Reputation: 3396
I have a messy dataframe where I am trying to "flag" the rows that contain a certain number in the ids
column. The values in this column represent an inclusive range: for example, "row 4" contains the following numbers:
2409,2410,2411,2412,2413,2414,2377,2378,1478,1479,1480,1481,1482,1483,1484
And in "row 0" and "row 1" the range for one of the sets is backwards (1931,1930,1929)
If I want to know which rows have sets that contain "2340" and "1930" for example, how would I do this? I think a loop is needed, sometimes will need to query more than just two numbers.
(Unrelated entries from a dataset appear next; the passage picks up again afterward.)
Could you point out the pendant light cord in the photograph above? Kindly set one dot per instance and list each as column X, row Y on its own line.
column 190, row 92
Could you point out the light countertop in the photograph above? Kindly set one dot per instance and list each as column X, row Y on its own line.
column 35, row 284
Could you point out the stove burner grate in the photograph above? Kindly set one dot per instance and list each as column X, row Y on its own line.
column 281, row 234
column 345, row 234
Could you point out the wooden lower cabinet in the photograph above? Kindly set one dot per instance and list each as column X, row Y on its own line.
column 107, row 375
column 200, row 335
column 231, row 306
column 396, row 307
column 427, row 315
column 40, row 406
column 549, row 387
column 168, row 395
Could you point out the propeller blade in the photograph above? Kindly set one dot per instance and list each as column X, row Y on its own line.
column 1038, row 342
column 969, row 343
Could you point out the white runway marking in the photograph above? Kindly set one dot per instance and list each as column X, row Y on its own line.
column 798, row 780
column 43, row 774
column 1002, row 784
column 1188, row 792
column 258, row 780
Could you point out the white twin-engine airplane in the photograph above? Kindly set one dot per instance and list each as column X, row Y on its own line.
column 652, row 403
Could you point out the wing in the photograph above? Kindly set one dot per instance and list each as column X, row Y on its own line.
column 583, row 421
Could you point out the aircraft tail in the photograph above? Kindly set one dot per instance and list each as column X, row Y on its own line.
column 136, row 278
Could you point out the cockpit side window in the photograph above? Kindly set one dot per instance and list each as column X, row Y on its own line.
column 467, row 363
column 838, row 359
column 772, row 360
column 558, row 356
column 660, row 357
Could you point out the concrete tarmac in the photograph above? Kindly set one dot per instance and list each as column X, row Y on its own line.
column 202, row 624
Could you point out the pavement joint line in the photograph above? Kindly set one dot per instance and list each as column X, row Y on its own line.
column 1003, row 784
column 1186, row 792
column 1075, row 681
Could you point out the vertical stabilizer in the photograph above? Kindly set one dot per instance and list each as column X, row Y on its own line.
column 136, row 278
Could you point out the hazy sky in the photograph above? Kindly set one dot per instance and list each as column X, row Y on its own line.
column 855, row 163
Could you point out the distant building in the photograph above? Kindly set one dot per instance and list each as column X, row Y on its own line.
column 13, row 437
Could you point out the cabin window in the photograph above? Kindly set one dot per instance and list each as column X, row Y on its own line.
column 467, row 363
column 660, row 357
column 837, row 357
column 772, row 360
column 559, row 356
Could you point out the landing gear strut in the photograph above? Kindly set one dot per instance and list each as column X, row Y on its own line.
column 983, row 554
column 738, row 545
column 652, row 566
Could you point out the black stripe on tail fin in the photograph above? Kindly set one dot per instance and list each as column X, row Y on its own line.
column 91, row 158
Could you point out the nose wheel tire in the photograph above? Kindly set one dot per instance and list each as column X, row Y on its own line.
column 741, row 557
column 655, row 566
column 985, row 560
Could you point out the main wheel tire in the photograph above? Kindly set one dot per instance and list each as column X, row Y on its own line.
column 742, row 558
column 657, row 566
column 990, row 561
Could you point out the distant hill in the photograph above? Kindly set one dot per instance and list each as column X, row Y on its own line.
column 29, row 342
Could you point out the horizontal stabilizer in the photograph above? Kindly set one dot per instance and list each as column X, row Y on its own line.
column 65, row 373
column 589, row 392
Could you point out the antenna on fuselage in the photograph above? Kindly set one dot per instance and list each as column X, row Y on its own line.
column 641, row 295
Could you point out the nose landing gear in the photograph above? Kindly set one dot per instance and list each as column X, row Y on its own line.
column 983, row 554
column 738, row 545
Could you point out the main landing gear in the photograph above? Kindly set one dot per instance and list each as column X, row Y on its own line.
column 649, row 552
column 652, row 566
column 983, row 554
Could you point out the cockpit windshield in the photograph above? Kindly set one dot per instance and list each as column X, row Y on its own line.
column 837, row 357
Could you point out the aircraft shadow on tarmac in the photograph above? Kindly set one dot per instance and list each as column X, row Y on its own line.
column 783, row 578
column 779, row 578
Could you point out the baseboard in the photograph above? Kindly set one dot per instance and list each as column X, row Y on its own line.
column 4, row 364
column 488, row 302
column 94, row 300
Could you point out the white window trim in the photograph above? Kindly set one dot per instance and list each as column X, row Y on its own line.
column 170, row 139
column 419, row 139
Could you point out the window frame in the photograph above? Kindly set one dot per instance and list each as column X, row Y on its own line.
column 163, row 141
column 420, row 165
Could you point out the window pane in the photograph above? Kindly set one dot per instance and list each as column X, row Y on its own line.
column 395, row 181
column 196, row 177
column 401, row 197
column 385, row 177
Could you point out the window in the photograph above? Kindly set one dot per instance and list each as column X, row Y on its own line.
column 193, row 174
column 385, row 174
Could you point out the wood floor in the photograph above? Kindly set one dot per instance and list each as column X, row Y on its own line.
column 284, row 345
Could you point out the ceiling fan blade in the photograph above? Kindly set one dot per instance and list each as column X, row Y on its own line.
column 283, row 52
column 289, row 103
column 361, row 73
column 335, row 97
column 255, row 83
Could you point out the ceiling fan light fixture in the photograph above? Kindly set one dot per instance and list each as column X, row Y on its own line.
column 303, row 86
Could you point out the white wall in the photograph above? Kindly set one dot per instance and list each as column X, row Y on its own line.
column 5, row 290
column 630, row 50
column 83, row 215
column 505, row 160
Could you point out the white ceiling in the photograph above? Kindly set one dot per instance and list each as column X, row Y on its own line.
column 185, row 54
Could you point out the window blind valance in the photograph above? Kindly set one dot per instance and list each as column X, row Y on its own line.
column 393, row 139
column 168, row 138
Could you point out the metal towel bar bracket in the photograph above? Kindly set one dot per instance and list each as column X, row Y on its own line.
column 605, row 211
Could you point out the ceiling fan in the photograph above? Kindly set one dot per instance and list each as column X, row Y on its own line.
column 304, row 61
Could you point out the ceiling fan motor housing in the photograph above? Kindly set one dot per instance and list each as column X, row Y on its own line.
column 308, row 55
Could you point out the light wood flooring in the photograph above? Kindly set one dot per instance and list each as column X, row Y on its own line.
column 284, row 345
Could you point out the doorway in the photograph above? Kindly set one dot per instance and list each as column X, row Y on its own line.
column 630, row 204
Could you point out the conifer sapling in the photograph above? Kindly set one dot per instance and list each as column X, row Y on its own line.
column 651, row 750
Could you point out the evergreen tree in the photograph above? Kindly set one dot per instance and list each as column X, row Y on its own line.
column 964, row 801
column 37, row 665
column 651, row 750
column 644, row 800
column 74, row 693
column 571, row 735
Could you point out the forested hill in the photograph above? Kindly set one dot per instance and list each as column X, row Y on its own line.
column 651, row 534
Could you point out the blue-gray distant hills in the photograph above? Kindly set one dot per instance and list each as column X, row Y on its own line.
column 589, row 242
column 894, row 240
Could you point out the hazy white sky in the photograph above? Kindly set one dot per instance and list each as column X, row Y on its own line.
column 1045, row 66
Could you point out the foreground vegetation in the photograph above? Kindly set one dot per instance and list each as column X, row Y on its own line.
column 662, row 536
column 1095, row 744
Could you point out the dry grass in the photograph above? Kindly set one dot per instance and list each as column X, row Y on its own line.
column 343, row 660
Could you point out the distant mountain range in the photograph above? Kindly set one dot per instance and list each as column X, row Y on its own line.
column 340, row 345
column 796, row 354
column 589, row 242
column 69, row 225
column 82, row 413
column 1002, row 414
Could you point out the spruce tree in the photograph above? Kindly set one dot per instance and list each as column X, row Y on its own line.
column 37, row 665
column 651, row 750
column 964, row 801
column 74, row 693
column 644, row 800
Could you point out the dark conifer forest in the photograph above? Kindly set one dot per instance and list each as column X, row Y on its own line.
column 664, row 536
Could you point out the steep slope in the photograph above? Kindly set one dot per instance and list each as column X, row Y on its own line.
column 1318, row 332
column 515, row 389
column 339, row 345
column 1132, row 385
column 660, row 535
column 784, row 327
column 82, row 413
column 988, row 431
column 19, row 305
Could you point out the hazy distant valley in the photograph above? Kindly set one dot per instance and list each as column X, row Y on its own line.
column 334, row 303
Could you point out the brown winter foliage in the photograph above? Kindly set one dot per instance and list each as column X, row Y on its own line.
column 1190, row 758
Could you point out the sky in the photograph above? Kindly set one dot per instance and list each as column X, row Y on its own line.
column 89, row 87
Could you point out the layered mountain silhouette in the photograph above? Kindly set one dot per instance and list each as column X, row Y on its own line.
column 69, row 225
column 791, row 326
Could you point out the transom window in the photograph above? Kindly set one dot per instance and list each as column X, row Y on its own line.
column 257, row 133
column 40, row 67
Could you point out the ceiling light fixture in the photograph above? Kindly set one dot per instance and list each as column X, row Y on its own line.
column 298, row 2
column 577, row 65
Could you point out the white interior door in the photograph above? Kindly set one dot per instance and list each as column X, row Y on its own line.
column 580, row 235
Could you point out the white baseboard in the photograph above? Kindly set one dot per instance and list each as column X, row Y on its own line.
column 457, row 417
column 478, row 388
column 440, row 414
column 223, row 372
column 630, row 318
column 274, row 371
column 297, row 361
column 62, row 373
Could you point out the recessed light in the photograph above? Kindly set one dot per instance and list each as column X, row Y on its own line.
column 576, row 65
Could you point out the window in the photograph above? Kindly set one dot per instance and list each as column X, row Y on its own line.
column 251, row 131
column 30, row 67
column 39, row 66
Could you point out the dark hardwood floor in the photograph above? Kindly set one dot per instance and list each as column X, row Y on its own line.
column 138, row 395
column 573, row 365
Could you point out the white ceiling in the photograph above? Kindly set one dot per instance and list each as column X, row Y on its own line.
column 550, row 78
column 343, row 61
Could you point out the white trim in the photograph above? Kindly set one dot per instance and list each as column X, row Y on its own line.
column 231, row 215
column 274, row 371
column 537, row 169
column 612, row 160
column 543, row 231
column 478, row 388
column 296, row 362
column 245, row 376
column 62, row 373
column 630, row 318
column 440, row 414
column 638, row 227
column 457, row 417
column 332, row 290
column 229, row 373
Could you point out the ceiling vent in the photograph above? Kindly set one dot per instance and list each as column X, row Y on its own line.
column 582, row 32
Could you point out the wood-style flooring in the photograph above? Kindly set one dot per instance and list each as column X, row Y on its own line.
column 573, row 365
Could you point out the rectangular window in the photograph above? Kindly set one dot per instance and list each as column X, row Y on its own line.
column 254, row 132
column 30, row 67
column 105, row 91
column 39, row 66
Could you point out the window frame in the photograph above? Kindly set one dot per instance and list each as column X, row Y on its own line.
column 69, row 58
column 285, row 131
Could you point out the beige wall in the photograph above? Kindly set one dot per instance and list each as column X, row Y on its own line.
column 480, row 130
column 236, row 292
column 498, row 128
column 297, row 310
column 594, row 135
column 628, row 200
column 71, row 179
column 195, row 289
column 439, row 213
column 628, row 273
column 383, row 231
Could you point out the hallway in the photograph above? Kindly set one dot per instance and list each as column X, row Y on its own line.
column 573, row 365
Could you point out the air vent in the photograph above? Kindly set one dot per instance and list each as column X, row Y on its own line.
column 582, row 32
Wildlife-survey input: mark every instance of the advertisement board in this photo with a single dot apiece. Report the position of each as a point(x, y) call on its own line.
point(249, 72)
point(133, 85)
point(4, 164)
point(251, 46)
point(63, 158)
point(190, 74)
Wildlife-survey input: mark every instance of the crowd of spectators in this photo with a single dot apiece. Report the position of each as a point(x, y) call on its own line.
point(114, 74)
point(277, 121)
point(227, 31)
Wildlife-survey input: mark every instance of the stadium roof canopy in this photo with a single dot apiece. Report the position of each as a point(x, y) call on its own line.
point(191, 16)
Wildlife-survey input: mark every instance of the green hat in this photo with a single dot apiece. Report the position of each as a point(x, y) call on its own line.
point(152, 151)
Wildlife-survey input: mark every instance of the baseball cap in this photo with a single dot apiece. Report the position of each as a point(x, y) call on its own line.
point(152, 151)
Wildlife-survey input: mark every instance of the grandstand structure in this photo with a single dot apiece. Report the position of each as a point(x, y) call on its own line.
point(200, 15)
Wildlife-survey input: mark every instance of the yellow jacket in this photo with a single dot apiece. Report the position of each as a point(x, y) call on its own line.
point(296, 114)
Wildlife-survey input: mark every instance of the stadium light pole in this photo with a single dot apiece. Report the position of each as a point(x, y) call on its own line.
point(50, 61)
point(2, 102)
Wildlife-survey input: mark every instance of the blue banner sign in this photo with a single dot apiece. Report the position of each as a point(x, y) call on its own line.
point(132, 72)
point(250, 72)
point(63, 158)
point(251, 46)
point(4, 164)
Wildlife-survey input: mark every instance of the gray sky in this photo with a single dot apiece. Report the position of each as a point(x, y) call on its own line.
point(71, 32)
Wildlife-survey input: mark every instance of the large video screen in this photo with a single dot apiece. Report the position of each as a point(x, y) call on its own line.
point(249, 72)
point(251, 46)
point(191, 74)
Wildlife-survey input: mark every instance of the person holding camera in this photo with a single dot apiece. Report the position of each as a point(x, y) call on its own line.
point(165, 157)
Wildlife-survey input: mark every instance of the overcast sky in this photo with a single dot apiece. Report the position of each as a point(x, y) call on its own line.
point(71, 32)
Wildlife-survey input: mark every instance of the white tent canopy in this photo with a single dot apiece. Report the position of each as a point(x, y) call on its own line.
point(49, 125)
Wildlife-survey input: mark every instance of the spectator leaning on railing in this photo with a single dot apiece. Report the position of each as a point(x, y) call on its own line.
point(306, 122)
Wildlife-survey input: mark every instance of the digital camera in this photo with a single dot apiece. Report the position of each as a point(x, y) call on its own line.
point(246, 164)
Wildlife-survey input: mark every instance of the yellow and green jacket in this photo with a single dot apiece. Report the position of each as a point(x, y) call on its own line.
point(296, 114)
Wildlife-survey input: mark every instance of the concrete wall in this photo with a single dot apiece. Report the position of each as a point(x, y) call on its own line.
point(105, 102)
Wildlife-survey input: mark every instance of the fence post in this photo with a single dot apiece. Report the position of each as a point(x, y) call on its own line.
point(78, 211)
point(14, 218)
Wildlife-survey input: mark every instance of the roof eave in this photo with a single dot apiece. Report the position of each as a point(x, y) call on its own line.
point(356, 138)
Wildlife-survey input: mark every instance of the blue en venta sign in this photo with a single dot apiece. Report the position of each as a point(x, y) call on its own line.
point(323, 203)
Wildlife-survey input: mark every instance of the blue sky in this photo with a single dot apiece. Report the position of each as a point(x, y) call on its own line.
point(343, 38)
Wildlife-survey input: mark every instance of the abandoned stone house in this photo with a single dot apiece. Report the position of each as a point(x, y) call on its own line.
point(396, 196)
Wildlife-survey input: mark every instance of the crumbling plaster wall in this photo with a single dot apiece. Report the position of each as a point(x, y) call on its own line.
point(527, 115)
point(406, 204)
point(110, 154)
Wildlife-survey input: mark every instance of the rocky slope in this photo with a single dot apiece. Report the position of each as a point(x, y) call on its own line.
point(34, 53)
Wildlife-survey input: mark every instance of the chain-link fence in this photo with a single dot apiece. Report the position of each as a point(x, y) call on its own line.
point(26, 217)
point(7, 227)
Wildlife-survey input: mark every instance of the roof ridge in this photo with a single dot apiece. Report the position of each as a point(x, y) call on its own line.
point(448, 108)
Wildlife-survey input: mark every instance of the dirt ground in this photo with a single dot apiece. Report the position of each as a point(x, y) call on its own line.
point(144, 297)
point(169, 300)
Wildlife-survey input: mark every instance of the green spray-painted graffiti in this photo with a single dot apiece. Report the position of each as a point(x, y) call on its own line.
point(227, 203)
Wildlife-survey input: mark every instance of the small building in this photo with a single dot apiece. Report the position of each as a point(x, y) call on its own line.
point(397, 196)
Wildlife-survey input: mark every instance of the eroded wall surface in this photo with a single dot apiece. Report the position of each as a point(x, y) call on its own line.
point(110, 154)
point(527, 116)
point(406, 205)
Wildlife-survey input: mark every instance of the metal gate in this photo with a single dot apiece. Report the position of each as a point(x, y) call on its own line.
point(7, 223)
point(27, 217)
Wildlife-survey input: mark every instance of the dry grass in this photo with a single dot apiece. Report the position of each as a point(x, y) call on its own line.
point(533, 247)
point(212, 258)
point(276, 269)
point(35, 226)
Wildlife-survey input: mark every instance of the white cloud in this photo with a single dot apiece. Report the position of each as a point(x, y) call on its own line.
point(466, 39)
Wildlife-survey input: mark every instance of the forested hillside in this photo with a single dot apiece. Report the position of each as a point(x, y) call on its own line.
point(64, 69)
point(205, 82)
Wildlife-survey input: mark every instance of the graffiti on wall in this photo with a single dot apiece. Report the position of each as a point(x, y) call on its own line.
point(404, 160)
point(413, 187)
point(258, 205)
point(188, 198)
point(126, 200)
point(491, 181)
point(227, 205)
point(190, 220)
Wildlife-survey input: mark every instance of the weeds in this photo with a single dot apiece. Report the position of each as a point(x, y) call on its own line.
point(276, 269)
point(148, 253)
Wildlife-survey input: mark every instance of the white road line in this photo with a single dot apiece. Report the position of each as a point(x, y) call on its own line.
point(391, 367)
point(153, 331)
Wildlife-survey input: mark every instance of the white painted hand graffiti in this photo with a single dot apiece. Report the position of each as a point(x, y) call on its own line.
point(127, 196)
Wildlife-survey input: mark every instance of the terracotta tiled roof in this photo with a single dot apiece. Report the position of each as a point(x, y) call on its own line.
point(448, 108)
Using Python 3.8.
Example Dataframe
x = ['1331:1332,1552:1551,1931:1928,1965:1973,1831:1811,1927:1920',
'1331:1332,1552:1551,1931:1929,180:178,1966:1973,1831:1811,1927:1920',
'2340:2341,1142:1143,1594:1593,1597:1596,1310,1311',
'2339:2341,1142:1143,1594:1593,1597:1596,1310:1318,1977:1974',
'2409:2414,2377:2378,1478:1484',
'2474:2476',
]
y = [6.48,7.02,7.02,6.55,5.99,6.39,]
df = pd.DataFrame(list(zip(x, y)), columns =['ids', 'val'])
display(df)
Upvotes: 0
Views: 434
Reputation: 1420
I would write a function that perform 2 steps:
ids_num_list
query_id
is in the ids_num_list
def check_num_in_ids_string(ids_string, query_id):
# Convert ids_string to ids_num_list
ids_range_list = ids_string.split(',')
ids_num_list = set()
for ids_range in ids_range_list:
if ':' in ids_range:
lower, upper = sorted(ids_range.split(":"))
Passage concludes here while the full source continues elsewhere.